Puis, à l'occasion de la procédure de licenciement dont le salarié avait ainsi fait
l'objet, un salarié était venu se confier et avait appris à la direction, un fait de la
plus grande gravité. Le salarié s'était permis à au moins une reprise, de consommer du
cannabis dans les vestiaires de l'entreprise, à la fin du service à la clientèle. Ce
témoin avait même rédigé une attestation sur l'honneur, reprenant l'ensemble des
dispositions du nouveau Code de procédure civile. Pour la direction du restaurant, sa
cause était entendue. L'arrestation du salarié dans la salle du restaurant, devant des
collègues de travail ébahis, la consommation de cannabis dans les vestiaires, exposant
l'entreprise à une fermeture administrative, rendaient impossible la poursuite de son
contrat de travail, et justifiait le licenciement pour faute grave du salarié.
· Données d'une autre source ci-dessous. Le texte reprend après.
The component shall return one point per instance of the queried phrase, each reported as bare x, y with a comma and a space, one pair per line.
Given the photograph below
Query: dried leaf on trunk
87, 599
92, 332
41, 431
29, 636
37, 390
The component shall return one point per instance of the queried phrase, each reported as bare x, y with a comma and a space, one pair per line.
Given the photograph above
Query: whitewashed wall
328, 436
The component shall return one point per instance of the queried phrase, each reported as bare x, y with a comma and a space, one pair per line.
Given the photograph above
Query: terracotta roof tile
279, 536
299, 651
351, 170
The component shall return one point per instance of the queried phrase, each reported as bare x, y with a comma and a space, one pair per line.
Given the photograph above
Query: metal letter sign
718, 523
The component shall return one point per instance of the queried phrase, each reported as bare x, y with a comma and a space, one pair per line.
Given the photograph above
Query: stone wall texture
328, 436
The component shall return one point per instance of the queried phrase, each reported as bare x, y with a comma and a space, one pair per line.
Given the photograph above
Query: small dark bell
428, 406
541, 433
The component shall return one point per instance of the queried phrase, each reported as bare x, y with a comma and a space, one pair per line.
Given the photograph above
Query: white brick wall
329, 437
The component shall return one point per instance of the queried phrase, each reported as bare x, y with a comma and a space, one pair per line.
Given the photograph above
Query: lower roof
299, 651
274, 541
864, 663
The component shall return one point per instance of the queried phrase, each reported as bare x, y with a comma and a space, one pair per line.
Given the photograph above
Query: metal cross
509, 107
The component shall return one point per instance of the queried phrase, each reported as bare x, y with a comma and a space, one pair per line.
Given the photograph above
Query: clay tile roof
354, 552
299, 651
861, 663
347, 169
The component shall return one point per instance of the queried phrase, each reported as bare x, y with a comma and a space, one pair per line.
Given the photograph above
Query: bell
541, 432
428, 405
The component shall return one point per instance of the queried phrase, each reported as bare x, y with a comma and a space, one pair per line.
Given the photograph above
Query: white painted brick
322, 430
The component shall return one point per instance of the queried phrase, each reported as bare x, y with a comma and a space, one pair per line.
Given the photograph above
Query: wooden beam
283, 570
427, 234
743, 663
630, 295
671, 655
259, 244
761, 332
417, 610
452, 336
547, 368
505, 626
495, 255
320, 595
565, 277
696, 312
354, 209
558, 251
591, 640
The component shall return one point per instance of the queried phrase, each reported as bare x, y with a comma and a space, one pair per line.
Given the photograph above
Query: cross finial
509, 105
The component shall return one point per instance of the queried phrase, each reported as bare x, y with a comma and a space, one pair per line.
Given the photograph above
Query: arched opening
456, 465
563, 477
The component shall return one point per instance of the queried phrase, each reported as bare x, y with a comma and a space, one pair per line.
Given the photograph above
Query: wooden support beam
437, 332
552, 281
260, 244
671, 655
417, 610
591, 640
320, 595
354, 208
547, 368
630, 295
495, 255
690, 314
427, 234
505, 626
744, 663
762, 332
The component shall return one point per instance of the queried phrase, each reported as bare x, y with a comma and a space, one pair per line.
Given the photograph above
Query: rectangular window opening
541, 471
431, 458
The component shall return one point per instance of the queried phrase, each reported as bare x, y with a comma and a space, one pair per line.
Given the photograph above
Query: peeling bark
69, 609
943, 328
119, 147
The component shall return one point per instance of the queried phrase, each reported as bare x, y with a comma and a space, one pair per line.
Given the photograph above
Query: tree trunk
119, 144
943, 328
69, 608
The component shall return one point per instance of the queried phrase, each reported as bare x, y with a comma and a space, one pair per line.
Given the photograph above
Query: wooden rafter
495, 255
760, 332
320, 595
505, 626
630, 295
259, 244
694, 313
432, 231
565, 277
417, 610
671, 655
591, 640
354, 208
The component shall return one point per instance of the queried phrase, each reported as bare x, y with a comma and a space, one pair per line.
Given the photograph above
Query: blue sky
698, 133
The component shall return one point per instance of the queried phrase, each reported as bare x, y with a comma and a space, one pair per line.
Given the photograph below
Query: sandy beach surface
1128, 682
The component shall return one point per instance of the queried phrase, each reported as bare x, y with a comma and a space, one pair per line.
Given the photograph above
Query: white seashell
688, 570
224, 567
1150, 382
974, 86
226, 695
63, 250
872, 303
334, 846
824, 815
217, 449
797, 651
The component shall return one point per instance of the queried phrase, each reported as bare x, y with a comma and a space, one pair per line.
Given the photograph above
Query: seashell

Au terme de sa plaidoirie, la direction du restaurant demandait à ce que le salarié soit
débouté intégralement.
Après avoir ainsi entendu les plaidoiries des parties, le conseil de prud'hommes s'est
retiré pour délibérer et le jour même, il a rendu son jugement, déboutant le salarié
de l'ensemble de ses demandes. Pour le conseil de prud'hommes, il apparaît que
l'arrestation du salarié par des fonctionnaires de police, qui s'est déroulée au sein
de l'entreprise, a provoqué un trouble certain, confirmé par les attestations des
salariés.
Par suite, la consommation de drogue par le salarié sur son lieu de travail a fait
encourir au restaurant un risque inadmissible, celui d'une fermeture administrative en cas
de contrôle. Aussi, le conseil de prud'hommes juge-t-il, que si les faits reprochés au
salarié sont, il est vrai, intimement liés à sa vie privée, il n'en demeure pas moins
que ces faits ont, ou pouvaient avoir de graves conséquences préjudiciables pour
l'entreprise, justifiant le licenciement pour faute grave de l'intéressé. Autrement dit,
si la vie privée de chacun doit être respectée, encore faut-il que cette dernière ne
porte pas préjudice à l'entreprise qui l'emploie. A défaut, cette dernière pourra en
tirer argument et procéder au licenciement du salarié.
F. Trouet
Contrairement à la mise à pied disciplinaire, la mise à pied conservatoire n'est pas
une sanction mais une mesure provisoire, s'inscrivant dans le cadre de la procédure
disciplinaire.
Elle permet à l'employeur, lorsque le comportement fautif du salarié le justifie,
d'écarter ce dernier de l'entreprise pendant la durée de la procédure et jusqu'au
prononcé du licenciement (ou de la sanction retenue). Il s'agit, en fait, d'une mesure de
protection de l'entreprise.
La notification au salarié d'une mise à pied à titre conservatoire doit être
confirmée par écrit. Elle interrompt le délai de prescription des faits fautifs de deux
mois.
Attention, la mise à pied à titre conservatoire ne constitue pas un préalable
obligatoire à une décision de licenciement pour faute grave. Il peut y avoir
licenciement pour faute grave sans mise à pied à titre conservatoire du salarié pendant
la procédure.
Enfin, la sanction finalement retenue a une incidence sur la rémunération ou non de la
mise à pied à titre conservatoire. En cas de faute grave ou lourde, la mise à pied à
titre conservatoire ne donne pas lieu à rémunération. En revanche, si le licenciement
notifié n'est pas un licenciement pour faute grave ou même s'il s'agit d'une sanction
autre qu'un licenciement, la mise à pied à titre conservatoire doit finalement être
payée.
Pour sanctionner ou licencier un salarié, l'employeur dispose d'un délai de deux
mois. Ce délai commence à courir à compter du jour où il a connaissance du fait fautif
du salarié (l'employeur ou le supérieur hiérarchique direct). Il est à noter que ce
délai de prescription n'est pas suspendu par la maladie du salarié ou ses congés
payés.
Enfin, par engagement des poursuites disciplinaires, il convient d'entendre :
* pour les sanctions et licenciements supposant un entretien préalable :
la date de la convocation à l'entretien ou le jour de la notification de la mise à pied
à titre conservatoire,
* dans les autres cas où l'entretien n'est pas obligatoire, le jour de la notification de
la sanction en elle-même (le plus souvent, un avertissement).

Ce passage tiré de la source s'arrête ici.